Publication year - 2007
Publication title -
human mutation
Language(s) - English
Resource type - Journals
SCImago Journal Rank - 1.981
H-Index - 162
eISSN - 1098-1004
pISSN - 1059-7794
DOI - 10.1002/humu.20432
Subject(s) - biology , genetics , allele , genetic heterogeneity , mendelian inheritance , phenotype , gene , locus (genetics) , epigenetics , exon
Schimke immunoosseous dysplasia (SIOD), which is characterized by prominent spondyloepiphyseal dysplasia, T‐cell deficiency, and focal segmental glomerulosclerosis, is a panethnic autosomal recessive multisystem disorder with variable expressivity. Biallelic mutations in switch/sucrose nonfermenting (swi/snf) &!ndash;related, matrix‐associated, actin‐dependent regulator of chromatin, subfamily a‐like 1 ( SMARCAL1 ) are the only identified cause of SIOD. However, among 72 patients from different families, we identified only 38 patients with biallelic mutations in the coding exons and splice junctions of the SMARCAL1 gene.
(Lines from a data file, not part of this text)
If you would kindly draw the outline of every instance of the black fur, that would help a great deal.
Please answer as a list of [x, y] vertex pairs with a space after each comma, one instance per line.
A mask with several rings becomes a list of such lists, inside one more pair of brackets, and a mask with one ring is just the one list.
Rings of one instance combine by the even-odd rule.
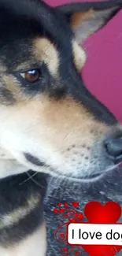
[[[113, 6], [115, 3], [116, 2], [113, 1], [111, 3], [104, 3], [103, 6], [98, 3], [94, 3], [94, 6], [95, 9], [101, 9], [105, 5], [107, 8], [109, 6]], [[118, 5], [120, 3], [121, 4], [121, 2], [118, 0]], [[77, 5], [75, 6], [76, 9], [78, 8]], [[83, 7], [81, 6], [80, 9], [90, 7], [91, 5], [85, 4]], [[58, 88], [54, 90], [54, 84], [57, 85], [58, 81], [54, 81], [52, 78], [50, 88], [46, 87], [47, 72], [42, 69], [42, 87], [40, 88], [38, 83], [37, 84], [35, 83], [33, 90], [29, 87], [24, 87], [24, 92], [33, 95], [41, 92], [43, 88], [43, 91], [49, 91], [49, 94], [56, 96], [57, 98], [60, 98], [60, 95], [61, 97], [72, 95], [92, 112], [98, 120], [106, 124], [116, 123], [113, 114], [87, 90], [83, 80], [76, 70], [71, 43], [74, 35], [64, 13], [59, 13], [58, 9], [47, 6], [40, 0], [31, 1], [29, 5], [25, 0], [19, 1], [17, 5], [15, 1], [1, 1], [0, 13], [2, 13], [0, 25], [2, 31], [0, 35], [0, 55], [3, 63], [7, 66], [8, 73], [15, 73], [18, 64], [33, 58], [31, 52], [32, 42], [39, 35], [48, 37], [54, 43], [59, 51], [59, 83], [63, 84], [61, 89], [59, 87], [59, 90]], [[114, 14], [115, 12], [112, 12], [111, 15]], [[34, 58], [33, 61], [35, 61]], [[33, 65], [42, 67], [42, 63], [35, 62]]]
[[[18, 243], [31, 234], [43, 222], [43, 198], [46, 189], [46, 182], [41, 173], [34, 176], [35, 182], [30, 179], [34, 172], [28, 172], [0, 180], [0, 245], [5, 247]], [[29, 176], [28, 176], [29, 175]], [[46, 178], [46, 175], [45, 175]], [[36, 182], [39, 184], [37, 185]], [[40, 184], [40, 186], [39, 186]], [[2, 218], [26, 206], [30, 196], [36, 198], [38, 205], [30, 213], [11, 225], [1, 228]]]

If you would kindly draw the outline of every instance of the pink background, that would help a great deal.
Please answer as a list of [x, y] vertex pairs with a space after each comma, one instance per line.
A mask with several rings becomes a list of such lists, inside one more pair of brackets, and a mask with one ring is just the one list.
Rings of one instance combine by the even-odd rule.
[[[58, 6], [83, 1], [46, 2]], [[122, 11], [105, 28], [88, 39], [84, 46], [88, 54], [83, 70], [85, 84], [122, 121]]]

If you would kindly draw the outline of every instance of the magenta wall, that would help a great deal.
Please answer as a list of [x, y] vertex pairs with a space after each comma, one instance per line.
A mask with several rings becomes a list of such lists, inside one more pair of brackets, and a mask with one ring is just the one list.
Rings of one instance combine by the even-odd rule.
[[[85, 0], [46, 2], [57, 6], [79, 1]], [[86, 85], [122, 121], [122, 11], [84, 46], [88, 53], [83, 70]]]

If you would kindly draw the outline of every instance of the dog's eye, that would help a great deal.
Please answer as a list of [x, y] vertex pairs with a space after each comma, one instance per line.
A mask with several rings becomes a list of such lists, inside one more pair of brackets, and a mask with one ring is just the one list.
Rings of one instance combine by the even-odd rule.
[[32, 69], [23, 73], [20, 73], [20, 76], [26, 80], [28, 83], [37, 82], [40, 77], [40, 70], [39, 69]]

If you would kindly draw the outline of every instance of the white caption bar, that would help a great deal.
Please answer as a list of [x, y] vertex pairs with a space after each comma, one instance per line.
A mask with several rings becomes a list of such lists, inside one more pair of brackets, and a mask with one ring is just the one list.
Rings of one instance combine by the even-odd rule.
[[68, 243], [74, 245], [122, 245], [122, 224], [71, 223]]

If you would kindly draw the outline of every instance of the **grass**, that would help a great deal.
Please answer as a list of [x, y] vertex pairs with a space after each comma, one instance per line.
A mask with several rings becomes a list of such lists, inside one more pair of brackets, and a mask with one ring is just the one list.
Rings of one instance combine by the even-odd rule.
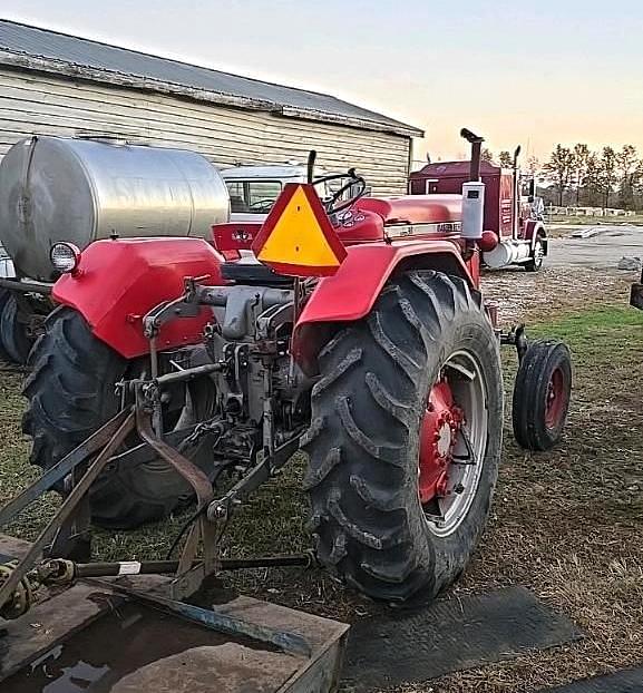
[[[523, 584], [576, 622], [587, 637], [405, 692], [517, 693], [643, 661], [643, 313], [625, 306], [621, 279], [598, 283], [598, 275], [583, 272], [566, 277], [564, 292], [553, 281], [555, 274], [488, 280], [490, 291], [510, 291], [518, 306], [523, 306], [518, 293], [530, 296], [534, 286], [549, 283], [548, 302], [526, 301], [527, 308], [519, 310], [522, 315], [538, 318], [529, 334], [558, 336], [568, 343], [574, 358], [573, 406], [562, 443], [540, 455], [517, 448], [507, 411], [505, 453], [489, 527], [451, 595]], [[587, 308], [588, 287], [596, 285], [601, 294]], [[510, 402], [516, 358], [506, 351], [504, 360]], [[35, 474], [26, 462], [28, 441], [19, 432], [20, 380], [17, 374], [0, 374], [0, 501]], [[309, 546], [302, 470], [303, 460], [298, 458], [235, 515], [223, 544], [226, 555], [288, 553]], [[11, 530], [32, 537], [56, 504], [48, 498]], [[96, 557], [162, 555], [181, 524], [182, 518], [175, 517], [129, 534], [99, 531]], [[253, 570], [226, 576], [225, 583], [348, 622], [383, 608], [337, 585], [321, 570]]]

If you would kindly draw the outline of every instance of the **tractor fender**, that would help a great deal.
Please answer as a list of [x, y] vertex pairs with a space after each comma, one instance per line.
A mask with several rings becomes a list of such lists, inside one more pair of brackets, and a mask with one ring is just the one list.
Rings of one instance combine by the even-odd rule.
[[[53, 285], [56, 303], [77, 310], [91, 332], [126, 359], [149, 352], [143, 318], [156, 305], [178, 299], [186, 277], [223, 284], [221, 255], [202, 238], [96, 241], [82, 251], [78, 269]], [[212, 313], [162, 326], [158, 349], [198, 343]]]
[[318, 353], [337, 330], [337, 323], [368, 315], [394, 271], [438, 270], [461, 276], [477, 287], [477, 260], [476, 255], [472, 274], [459, 245], [441, 240], [348, 246], [337, 273], [320, 280], [298, 320], [291, 346], [293, 357], [308, 375], [314, 375]]

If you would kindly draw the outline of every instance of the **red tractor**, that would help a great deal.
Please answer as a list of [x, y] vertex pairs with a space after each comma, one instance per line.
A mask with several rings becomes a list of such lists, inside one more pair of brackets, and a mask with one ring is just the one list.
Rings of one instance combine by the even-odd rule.
[[[478, 138], [481, 144], [483, 138]], [[518, 156], [514, 153], [512, 168], [488, 162], [438, 162], [411, 173], [411, 195], [444, 195], [460, 193], [466, 180], [480, 178], [485, 184], [483, 263], [499, 270], [509, 265], [538, 272], [547, 255], [547, 232], [543, 224], [544, 205], [535, 196], [533, 177], [520, 175]]]
[[[263, 226], [216, 226], [213, 244], [52, 246], [59, 308], [25, 388], [31, 460], [49, 470], [38, 489], [69, 501], [48, 538], [81, 535], [87, 491], [85, 511], [109, 528], [162, 518], [196, 495], [186, 530], [201, 534], [178, 572], [189, 573], [201, 537], [203, 577], [220, 565], [216, 526], [301, 449], [321, 564], [378, 599], [430, 599], [462, 572], [489, 514], [500, 343], [520, 358], [517, 441], [557, 441], [569, 353], [496, 325], [479, 287], [480, 184], [465, 183], [461, 199], [371, 198], [351, 170], [322, 206], [313, 186], [328, 177], [312, 168], [311, 158], [311, 183], [286, 185]], [[224, 491], [226, 471], [237, 480]], [[49, 557], [69, 550], [57, 540]], [[25, 575], [4, 584], [0, 604]]]

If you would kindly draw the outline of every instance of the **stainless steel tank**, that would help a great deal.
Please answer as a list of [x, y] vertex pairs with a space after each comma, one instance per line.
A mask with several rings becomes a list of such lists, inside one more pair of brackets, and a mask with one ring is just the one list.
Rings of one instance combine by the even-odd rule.
[[228, 216], [223, 179], [193, 152], [35, 136], [0, 164], [0, 243], [19, 275], [45, 282], [57, 241], [208, 237]]

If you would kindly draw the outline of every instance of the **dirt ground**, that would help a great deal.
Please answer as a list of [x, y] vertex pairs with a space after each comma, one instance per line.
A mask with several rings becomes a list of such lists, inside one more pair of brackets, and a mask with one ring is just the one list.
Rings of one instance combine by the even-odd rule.
[[[562, 443], [542, 455], [514, 443], [507, 411], [499, 486], [474, 562], [447, 598], [522, 584], [585, 632], [585, 640], [454, 674], [398, 693], [535, 691], [643, 663], [643, 314], [629, 309], [633, 273], [548, 266], [539, 274], [487, 274], [484, 290], [504, 322], [565, 339], [575, 384]], [[506, 354], [506, 390], [516, 359]], [[19, 431], [20, 373], [0, 373], [0, 502], [32, 477]], [[265, 486], [231, 524], [228, 555], [308, 547], [302, 462]], [[33, 536], [50, 499], [12, 527]], [[97, 557], [143, 558], [167, 549], [182, 518], [134, 534], [98, 533]], [[386, 608], [322, 572], [255, 570], [230, 586], [296, 608], [354, 622]]]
This observation, the variable expressivity, and poor genotype–phenotype correlation led us to test several hypotheses including modifying haplotypes, oligogenic inheritance, or locus heterogeneity in SIOD. Haplotypes associated with the two more common mutations, R820H and E848X, did not correlate with phenotype. Also, contrary to monoallelic SMARCAL1 coding mutations indicating oligogenic inheritance, we found that all these patients did not express RNA and/or protein from the other allele and thus have biallelic SMARCAL1 mutations. We hypothesize therefore that the variable expressivity among patients with biallelic SMARCAL1 mutations arises from environmental, genetic, or epigenetic modifiers. Among patients without detectable SMARCAL1 coding mutations, our analyses of cell lines from four of these patients showed that they expressed normal levels of SMARCAL1 mRNA and protein. This is the first evidence for nonallelic heterogeneity in SIOD. From analysis of the postmortem histopathology from two patients and the clinical data from most patients, we propose the existence of endophenotypes of SIOD. Hum Mutat 28(3), 273–283, 2007. Published 2006, Wiley‐Liss, Inc.